Technologically Malawi has advanced in some areas to compare with the more developed countries. We have cell phones, TV screens, latest brands of cars, refrigerators and computers readily available at a price right here. Yet when it comes to preventing mothers from dying unnecessarily we are in the dark ages!
Why is this? What can we clinicians do about it? Is there really nothing we can do?
Some physicians feel that they should just do their work and do it well and then things will improve. History has proven this to be wrong.7 Others feel they should actively seek to improve the fate of their patients beyond the pure clinical situation and become advocates for them.8 There is a growing sense that MMR's such as ours are little else than a symptom of a massive human rights infringement.9
This is probably part of the answer to the painful 'why'. Why are our women still living in the dark ages while much of the rest of the world has arrived in the 21st Century? It is because they are poor, very poor10, voiceless and, and we should never forget that, also because they are female! As a result of this they do not have the power to actually have their (human) rights secured, first of which is the right to, not only health, but life itself.11 Because this is so, we, the clinicians caring for them have to try to work and fight, if need be, for their rights! And to do so with passion, with feeling and care!
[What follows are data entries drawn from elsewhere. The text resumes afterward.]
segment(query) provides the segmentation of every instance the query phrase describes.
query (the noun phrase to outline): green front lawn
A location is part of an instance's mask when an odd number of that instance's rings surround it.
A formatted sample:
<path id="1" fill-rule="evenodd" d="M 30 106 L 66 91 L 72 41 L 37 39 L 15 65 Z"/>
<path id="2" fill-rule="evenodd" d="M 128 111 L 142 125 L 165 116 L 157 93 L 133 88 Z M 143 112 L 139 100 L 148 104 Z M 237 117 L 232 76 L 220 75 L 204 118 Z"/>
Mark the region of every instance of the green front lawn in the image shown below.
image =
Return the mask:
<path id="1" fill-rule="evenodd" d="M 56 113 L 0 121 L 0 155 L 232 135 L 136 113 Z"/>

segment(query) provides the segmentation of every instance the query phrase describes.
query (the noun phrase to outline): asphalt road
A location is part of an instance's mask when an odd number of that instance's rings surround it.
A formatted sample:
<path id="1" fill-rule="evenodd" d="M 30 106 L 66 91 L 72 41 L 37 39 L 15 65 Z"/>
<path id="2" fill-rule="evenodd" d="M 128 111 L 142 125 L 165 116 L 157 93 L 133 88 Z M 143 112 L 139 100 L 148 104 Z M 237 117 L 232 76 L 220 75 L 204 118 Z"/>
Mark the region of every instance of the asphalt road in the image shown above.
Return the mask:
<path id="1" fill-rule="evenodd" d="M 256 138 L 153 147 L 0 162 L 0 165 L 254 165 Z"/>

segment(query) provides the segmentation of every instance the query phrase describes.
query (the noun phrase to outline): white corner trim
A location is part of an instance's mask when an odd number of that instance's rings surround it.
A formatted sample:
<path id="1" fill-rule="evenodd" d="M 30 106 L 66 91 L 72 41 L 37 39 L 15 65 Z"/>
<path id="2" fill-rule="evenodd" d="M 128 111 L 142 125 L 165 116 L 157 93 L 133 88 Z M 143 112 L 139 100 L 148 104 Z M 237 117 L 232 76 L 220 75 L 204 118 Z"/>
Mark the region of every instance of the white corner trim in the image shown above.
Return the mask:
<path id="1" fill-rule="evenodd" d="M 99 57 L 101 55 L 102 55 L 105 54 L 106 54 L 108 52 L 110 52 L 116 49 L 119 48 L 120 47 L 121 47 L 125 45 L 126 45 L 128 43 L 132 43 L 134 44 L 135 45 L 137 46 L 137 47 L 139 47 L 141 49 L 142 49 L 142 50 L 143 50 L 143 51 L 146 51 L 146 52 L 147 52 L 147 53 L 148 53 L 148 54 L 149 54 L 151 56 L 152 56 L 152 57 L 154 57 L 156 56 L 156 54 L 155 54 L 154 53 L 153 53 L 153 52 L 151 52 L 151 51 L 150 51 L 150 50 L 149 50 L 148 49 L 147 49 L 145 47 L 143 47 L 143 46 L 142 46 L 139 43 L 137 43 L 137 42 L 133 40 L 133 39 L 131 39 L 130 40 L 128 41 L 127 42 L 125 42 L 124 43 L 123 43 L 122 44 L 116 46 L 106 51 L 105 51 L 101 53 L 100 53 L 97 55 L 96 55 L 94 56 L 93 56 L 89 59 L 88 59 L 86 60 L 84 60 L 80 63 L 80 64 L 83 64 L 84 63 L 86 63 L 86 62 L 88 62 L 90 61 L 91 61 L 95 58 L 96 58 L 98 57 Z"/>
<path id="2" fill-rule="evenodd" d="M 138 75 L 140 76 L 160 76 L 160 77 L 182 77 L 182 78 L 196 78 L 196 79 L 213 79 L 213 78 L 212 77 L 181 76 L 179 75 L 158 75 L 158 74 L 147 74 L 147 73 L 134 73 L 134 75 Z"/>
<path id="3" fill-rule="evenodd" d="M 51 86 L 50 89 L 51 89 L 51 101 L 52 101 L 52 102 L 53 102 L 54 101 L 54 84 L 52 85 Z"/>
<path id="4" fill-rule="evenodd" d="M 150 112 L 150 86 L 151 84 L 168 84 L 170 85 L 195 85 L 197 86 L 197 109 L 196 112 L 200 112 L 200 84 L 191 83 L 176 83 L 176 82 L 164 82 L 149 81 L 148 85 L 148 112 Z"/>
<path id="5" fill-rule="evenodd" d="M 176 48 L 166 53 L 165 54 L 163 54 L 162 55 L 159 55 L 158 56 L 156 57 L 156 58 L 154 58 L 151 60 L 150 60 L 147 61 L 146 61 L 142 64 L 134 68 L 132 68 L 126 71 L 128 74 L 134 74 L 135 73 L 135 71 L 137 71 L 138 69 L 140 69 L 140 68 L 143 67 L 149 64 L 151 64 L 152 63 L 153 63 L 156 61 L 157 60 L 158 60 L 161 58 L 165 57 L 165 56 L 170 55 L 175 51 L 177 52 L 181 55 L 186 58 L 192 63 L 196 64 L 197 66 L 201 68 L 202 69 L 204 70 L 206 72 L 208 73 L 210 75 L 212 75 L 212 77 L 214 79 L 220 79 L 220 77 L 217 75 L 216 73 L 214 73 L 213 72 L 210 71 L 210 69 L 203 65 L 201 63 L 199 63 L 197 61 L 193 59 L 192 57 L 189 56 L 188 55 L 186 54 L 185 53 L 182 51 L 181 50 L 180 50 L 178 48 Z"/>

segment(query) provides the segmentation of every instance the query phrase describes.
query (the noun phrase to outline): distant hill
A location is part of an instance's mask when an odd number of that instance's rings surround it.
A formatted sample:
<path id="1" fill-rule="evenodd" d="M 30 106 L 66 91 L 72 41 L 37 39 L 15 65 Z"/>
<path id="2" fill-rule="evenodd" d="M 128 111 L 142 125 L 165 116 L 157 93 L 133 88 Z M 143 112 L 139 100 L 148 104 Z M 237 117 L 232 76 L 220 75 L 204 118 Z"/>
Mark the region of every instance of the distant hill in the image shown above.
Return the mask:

We must not allow our well developed skill of reasoning and balanced judgement to blind our hearts from the tragedy of needless deaths of our mothers as it is unfolding in front of our very eyes.
In the context of maternal mortality of this magnitude the first aim has to be to get our respective clinical settings right, to actually be in a physical position to indeed provide emergency obstetric care. This is not even the case in all central hospitals in our country! Why not? Because we do not have the (financial) power to get it done! Does it have to end here?
Our answer is a very clear: NO! No, it should not end here, we Obstetricians have an obligation too, to cry out as advocates in order that the rights and lives of our patients are recognised , honoured and ultimately saved.12
We have to be advocates for our patients, especially since our patients are traditionally, economically and more importantly politically weak.13 Those of our many colleagues who are trying to support the fight against an ever rising maternal mortality in Malawi from within the various ministries and sub-units, need this advocacy from us. It is through us that they will be in touch with reality and through this information they will be able to fight from their political platform for improvement. They are our partners! We need them and they need us!
We have to make sure that the history of Semmelweiss does not repeat itself. That we do not need to wait another century before all the knowledge we have to prevent maternal deaths will be implemented!
We have to fight together against this incredible scandal, which is contrary to Section 13(c) of the Constitution of Malawi14, and bring our patients who are our sisters, wives, daughters, colleagues, friends, neighbours and mothers back from the remote past into today!